Answer:
To find the conditional probability of event A given event B, we can use the formula:
P(A|B) = P(A ∩ B) / P(B)
where P(A ∩ B) is the probability that events A and B both occur, and P(B) is the probability of event B.
Assuming that a power hand consists of 5 cards, the probability that a randomly selected power hand contains exactly 2 aces (event B) can be calculated as follows:
P(B) = (4C2 * 48C3) / 52C5
= (6 * 17296) / 2598960
= 0.0404
where 4C2 is the number of ways to choose 2 aces from 4, 48C3 is the number of ways to choose 3 non-ace cards from the remaining 48 cards, and 52C5 is the total number of possible 5-card hands.

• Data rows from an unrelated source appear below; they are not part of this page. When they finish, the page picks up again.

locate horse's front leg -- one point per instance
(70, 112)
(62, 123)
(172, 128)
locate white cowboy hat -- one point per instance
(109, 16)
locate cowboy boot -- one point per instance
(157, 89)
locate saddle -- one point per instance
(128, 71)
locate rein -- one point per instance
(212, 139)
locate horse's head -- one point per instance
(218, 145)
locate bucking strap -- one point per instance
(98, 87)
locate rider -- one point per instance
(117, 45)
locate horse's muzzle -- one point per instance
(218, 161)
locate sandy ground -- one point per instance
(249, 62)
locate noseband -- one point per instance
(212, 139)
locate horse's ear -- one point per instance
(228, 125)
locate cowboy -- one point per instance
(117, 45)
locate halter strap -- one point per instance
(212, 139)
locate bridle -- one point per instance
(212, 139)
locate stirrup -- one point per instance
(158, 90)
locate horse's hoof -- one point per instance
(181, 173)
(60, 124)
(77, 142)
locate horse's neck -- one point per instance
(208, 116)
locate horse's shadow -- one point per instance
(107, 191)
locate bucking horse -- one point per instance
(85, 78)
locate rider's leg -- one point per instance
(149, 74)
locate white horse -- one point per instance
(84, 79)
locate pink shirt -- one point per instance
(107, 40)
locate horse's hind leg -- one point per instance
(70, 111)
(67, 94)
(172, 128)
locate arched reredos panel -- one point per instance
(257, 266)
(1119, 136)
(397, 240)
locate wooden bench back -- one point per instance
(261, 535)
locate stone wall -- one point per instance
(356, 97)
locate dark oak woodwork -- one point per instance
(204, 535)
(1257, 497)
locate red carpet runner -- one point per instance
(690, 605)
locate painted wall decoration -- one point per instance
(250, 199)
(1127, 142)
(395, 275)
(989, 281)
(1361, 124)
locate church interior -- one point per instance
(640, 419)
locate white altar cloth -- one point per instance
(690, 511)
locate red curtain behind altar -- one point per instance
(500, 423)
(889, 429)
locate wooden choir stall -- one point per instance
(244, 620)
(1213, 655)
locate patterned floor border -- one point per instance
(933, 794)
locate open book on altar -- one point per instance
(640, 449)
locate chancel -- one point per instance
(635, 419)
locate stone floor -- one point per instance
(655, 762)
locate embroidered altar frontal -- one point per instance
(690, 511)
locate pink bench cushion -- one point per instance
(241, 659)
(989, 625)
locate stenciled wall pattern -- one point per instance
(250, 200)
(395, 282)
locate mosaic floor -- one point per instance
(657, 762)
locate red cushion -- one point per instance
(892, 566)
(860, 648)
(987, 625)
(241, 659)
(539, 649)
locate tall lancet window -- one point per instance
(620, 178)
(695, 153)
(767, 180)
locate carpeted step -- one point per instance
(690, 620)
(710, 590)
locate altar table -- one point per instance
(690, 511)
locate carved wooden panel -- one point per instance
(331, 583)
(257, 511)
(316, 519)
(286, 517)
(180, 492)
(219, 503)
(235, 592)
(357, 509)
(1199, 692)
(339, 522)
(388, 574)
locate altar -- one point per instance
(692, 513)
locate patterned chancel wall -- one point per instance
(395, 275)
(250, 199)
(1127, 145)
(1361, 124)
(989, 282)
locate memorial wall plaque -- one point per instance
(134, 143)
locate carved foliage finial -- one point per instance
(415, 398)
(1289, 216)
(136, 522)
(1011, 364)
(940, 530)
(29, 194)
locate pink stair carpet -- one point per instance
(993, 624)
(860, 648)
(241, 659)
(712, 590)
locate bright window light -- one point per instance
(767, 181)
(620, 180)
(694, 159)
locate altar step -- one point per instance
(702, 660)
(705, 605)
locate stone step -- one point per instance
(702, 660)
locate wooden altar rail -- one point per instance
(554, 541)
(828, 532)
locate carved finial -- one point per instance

The probability that a randomly selected power hand contains exactly 3 aces (event A) and also contains 2 aces (event B) can be calculated as follows:
P(A ∩ B) = (4C3 * 48C2) / 52C5
= (4 * 1128) / 2598960
= 0.00173
where 4C3 is the number of ways to choose 3 aces from 4 (there is only one), and 48C2 is the number of ways to choose 2 non-ace cards from the remaining 48 cards.
Therefore, the conditional probability of event A given event B is:
P(A|B) = P(A ∩ B) / P(B)
= 0.00173 / 0.0404
= 0.0428
So the probability that a randomly selected power hand contains exactly 3 aces, given that it contains exactly 2 aces, is approximately 0.0428 or 4.28%.